- 50 min
- 30 min
- ½ cup (75g) self raising flour
- 1 cup (150g) plain flour
- ¼ cup (60ml/g) sour cream
- 125g salted butter
- 2/3 cup (120g) white chocolate melts
- ¾ cup (165g) caster sugar
- 75ml Baileys
- 75ml water
- 1 tsp Queen Vanilla Bean Paste
- 1 large egg, lightly beaten
- 250g salted butter
- 2 cups (300g) sifted icing sugar
- 2 tsp Queen Vanilla Bean paste
- 2 ½ tbs vegetable oil
- ¼ cup popping corn
- 60g butter
- 1/3 cup (75g) caster sugar
- 1 tbsp (20ml) honey
- ¼ cup (30g) chopped cashews
- ½ tsp Queen Vanilla Bean Paste
Method - Baileys Cupcake
Preheat oven 160°C (fan forced). Line 12 hole cupcake tray with patty cases.
In a medium mixing bowl sift flours and add sour cream, set aside.
Place butter, sugar, white chocolate, baileys, water and vanilla in a saucepan over medium heat and cook until sugar has dissolved and mixture is combined.
Add chocolate baileys mixture to the flour mixing bowl and whisk to combine. Add egg and whisk well to combine.
Divide among patty cases and bake for 25-30 minutes or until an inserted skewer comes out clean.
Method - Icing
Beat the butter until it is white and doubled in size (about 10 minutes), scraping down the edges of the bowl occasionally
Add sifted icing sugar gradually until combined, then add vanilla and whip until fluffy (about 1-2 minutes).
Method - Caramel Popcorn
Line a medium sized baking tray with baking paper. Heat oil in a medium size saucepan. Add a piece of popping corm and when the corn slowly spins the oil is hot enough. Add remaining popcorn.
Cover saucepan with a lid and allow popcorn to pop. Popcorn will be ready when you can no longer hear any pops. Transfer popped corn to a mixing bowl and add nuts.

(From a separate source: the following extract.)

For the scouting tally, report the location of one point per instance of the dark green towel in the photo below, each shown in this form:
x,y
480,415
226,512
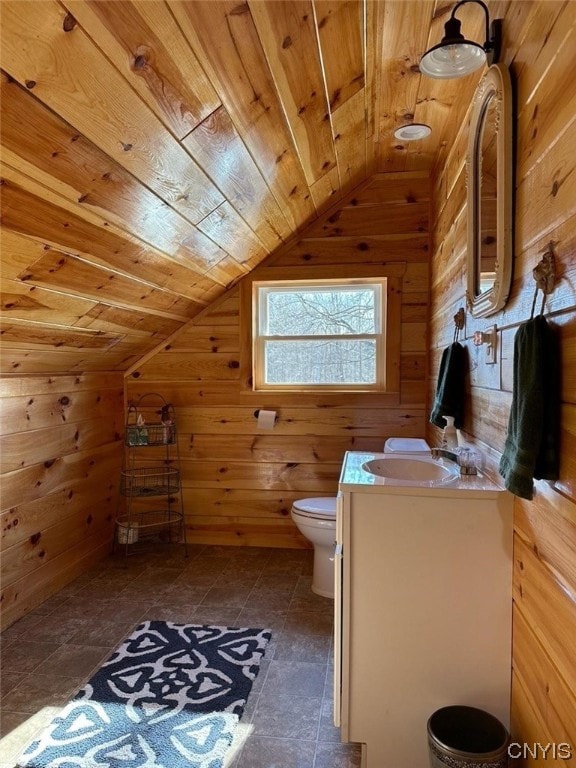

In a small saucepan over medium heat, combine butter, sugar, honey and vanilla. Heat while stirring until sugar has dissolved, then bring to a boil without stirring until mixture turns golden brown. Working quickly, pour caramel over popcorn and nuts and mix to coat evenly. Spread out on the prepared baking tray and allow to cool.
Method - Decoration
To decorate: pipe buttercream icing on to each cupcake using a large round tip. Hold the piping bag upright and keeping it at the centre of the cupcake at all times, squeeze the piping bag until a small amount of buttercream covers the middle of the cupcakes. Be sure not to over pipe as you will need room to stick the popcorn around the icing.
Stick the caramel popcorn around the buttercream to cover the top of the cupcake. Drizzle with store-bought caramel sauce, if desired.